I sat across from a couple recently as they walked me through a season they’ll never forget.
One of them had gone through a serious illness. There was a real possibility they might not make it. And in that season, everything about their marriage changed. Not because someone told them what to do. It just happened.
They slowed down. They noticed each other again. They started paying attention to the small things that had been easy to overlook before.
They told me how they would anticipate each other’s needs before they were even spoken. If something was asked, it was done with care. Not hesitation. Not annoyance. Just love. And as I listened, I couldn’t help but think, this is what every couple wants.
Then I asked a simple question. What happened when that season ended?
They both paused. And then they said it. We just went back to normal.
The Drift No One Plans For
I see this all the time. Couples don’t fall apart because they stop loving each other. They fall into patterns where love stops being expressed in intentional ways.
Life fills up. Schedules take over. Kids, work, responsibilities. None of those things are bad, but they quietly start replacing something that matters more.
We stop noticing. We stop anticipating. We stop doing the small things that once came so naturally. And most of the time, we don’t even realize it’s happening. That’s the drift.
What If “Normal” Isn’t Healthy?
We tend to think that version of marriage during a crisis is temporary, like it only exists because it has to.
But what if that wasn’t the exception? What if that was actually a glimpse of what your marriage could look like when you’re fully engaged?
They didn’t suddenly become different people in that season. They simply became intentional. And honestly, most couples don’t need more tools.

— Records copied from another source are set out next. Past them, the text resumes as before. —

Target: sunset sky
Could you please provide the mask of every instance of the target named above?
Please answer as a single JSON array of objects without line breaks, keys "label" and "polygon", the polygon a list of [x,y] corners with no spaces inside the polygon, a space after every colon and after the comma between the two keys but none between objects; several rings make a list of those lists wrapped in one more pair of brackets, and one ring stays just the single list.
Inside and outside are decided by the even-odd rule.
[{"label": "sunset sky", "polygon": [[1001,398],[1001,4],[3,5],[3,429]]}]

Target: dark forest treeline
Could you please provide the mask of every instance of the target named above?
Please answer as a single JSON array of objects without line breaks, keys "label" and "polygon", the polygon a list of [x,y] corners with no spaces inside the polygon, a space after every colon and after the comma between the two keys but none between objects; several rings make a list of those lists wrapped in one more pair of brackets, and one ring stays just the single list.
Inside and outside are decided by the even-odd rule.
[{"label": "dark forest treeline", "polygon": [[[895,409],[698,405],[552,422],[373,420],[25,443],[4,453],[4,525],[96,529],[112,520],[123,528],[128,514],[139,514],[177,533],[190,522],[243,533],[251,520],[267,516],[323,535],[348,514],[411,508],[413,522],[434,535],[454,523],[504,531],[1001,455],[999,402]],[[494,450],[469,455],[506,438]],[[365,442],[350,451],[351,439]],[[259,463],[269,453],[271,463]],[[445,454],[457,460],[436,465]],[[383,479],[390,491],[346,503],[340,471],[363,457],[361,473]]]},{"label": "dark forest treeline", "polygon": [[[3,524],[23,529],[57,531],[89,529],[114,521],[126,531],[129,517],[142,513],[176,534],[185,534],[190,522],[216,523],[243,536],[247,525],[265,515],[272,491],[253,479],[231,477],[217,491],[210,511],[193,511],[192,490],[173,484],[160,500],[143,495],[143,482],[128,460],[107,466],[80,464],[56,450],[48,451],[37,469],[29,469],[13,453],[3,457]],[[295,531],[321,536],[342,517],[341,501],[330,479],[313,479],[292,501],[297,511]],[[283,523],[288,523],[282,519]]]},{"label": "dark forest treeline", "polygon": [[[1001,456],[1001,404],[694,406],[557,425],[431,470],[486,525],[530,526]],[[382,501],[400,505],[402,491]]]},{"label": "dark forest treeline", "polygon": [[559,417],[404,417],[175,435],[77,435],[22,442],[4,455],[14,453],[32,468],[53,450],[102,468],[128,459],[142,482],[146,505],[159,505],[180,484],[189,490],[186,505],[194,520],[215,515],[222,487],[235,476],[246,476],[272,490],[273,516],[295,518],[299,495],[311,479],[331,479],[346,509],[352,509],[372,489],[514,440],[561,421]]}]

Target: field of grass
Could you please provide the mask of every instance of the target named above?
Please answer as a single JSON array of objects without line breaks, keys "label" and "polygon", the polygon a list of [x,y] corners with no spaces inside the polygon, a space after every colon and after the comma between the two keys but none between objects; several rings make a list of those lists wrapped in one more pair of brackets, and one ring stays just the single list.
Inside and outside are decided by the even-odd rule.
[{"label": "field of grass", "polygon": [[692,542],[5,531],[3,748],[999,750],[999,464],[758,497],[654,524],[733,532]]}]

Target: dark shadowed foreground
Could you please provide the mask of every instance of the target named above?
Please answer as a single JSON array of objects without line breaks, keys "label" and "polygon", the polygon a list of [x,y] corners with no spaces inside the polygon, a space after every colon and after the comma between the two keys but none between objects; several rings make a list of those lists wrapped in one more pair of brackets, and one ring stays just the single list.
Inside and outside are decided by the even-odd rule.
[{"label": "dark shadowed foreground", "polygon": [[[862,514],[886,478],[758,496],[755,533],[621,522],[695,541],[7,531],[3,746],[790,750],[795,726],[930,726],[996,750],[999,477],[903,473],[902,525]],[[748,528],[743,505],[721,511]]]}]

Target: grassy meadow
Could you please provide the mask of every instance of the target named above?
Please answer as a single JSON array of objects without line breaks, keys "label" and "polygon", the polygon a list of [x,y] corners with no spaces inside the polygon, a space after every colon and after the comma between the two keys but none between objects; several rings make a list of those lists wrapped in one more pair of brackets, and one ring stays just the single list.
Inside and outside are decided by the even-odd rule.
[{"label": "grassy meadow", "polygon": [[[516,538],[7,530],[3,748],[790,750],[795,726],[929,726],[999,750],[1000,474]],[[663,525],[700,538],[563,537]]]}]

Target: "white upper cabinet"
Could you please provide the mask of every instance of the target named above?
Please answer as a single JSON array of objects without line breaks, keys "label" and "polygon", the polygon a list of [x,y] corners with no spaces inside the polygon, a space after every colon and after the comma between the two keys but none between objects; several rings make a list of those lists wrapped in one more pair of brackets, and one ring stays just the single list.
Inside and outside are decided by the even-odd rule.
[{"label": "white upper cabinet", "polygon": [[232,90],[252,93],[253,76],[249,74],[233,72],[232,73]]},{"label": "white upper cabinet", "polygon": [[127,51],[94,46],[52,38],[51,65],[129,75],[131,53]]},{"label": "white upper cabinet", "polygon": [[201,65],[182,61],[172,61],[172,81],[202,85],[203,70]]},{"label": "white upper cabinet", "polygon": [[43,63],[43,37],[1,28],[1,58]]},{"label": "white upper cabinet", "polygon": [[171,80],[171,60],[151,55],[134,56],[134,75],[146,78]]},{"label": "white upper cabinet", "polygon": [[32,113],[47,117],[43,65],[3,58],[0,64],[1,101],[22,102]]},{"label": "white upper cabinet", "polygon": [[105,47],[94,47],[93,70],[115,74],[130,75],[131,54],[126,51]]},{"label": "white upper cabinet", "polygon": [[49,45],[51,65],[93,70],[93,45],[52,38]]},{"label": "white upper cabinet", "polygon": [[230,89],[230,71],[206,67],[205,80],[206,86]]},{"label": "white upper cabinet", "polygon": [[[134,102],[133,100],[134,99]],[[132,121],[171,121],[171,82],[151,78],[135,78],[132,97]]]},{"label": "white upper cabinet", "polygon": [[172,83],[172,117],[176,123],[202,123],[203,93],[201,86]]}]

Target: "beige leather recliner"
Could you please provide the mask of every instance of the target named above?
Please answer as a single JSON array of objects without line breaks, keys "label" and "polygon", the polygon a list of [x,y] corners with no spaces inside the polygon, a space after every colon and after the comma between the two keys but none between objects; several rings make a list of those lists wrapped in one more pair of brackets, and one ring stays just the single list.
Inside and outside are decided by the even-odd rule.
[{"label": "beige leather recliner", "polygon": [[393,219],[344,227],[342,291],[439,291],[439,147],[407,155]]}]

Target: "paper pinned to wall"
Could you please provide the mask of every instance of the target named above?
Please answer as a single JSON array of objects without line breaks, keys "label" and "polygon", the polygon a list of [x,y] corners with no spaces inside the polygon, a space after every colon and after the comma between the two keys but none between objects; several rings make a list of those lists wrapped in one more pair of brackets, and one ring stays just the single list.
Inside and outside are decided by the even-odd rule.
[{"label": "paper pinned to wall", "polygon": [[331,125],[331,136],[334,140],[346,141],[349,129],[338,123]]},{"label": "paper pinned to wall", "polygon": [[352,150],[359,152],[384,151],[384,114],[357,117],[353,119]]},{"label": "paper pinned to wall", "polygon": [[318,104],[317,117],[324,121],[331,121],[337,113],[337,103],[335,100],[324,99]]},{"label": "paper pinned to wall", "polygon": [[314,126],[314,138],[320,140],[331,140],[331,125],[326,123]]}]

They need more intention.
You Already Know How to Do This
That’s what stood out to me most as they talked. They already knew how to love each other well because they had lived it.
They had created a rhythm of care, attentiveness, and kindness. Not because it was easy, but because it mattered. The only difference between then and now was urgency.
So here’s the question I keep coming back to. Why do we wait for something hard to bring out our best?
It Really Is the Small Things
We overcomplicate this. We think it takes a big reset, a long conversation, or some major breakthrough.
Most of the time, it doesn’t.
It looks like refilling their coffee without being asked. It looks like putting your phone down and actually listening. It looks like sending a simple text in the middle of the day. It looks like offering help instead of waiting to be told. It looks like choosing kindness when you’re tired and it would be easier to be short.
Those small things, done consistently, change the entire tone of a marriage.
A Better Way Forward
Here’s the shift. When life is hard, we lean in. When life is easy, we let up.
But what if you didn’t? What if you chose to lean in even when everything is fine?
Not because something is wrong, but because your marriage is worth that kind of attention. Because it always has been.
One Honest Question
Let me ask you something. When was the last time you loved your spouse like time was limited?
Not out of fear, but out of value. Because if you’ve ever been in a season like that, you already know what it looks like. You’ve seen what your marriage can be when you’re fully present.
A Simple Challenge
Before today ends, do one thing you would have done during that hard season. Just one.
One small act of care. One intentional moment. One decision to love before being asked.
That’s where it starts. Because marriages don’t drift because love disappears. They drift because intention does.
And the good news is, you can bring that back anytime.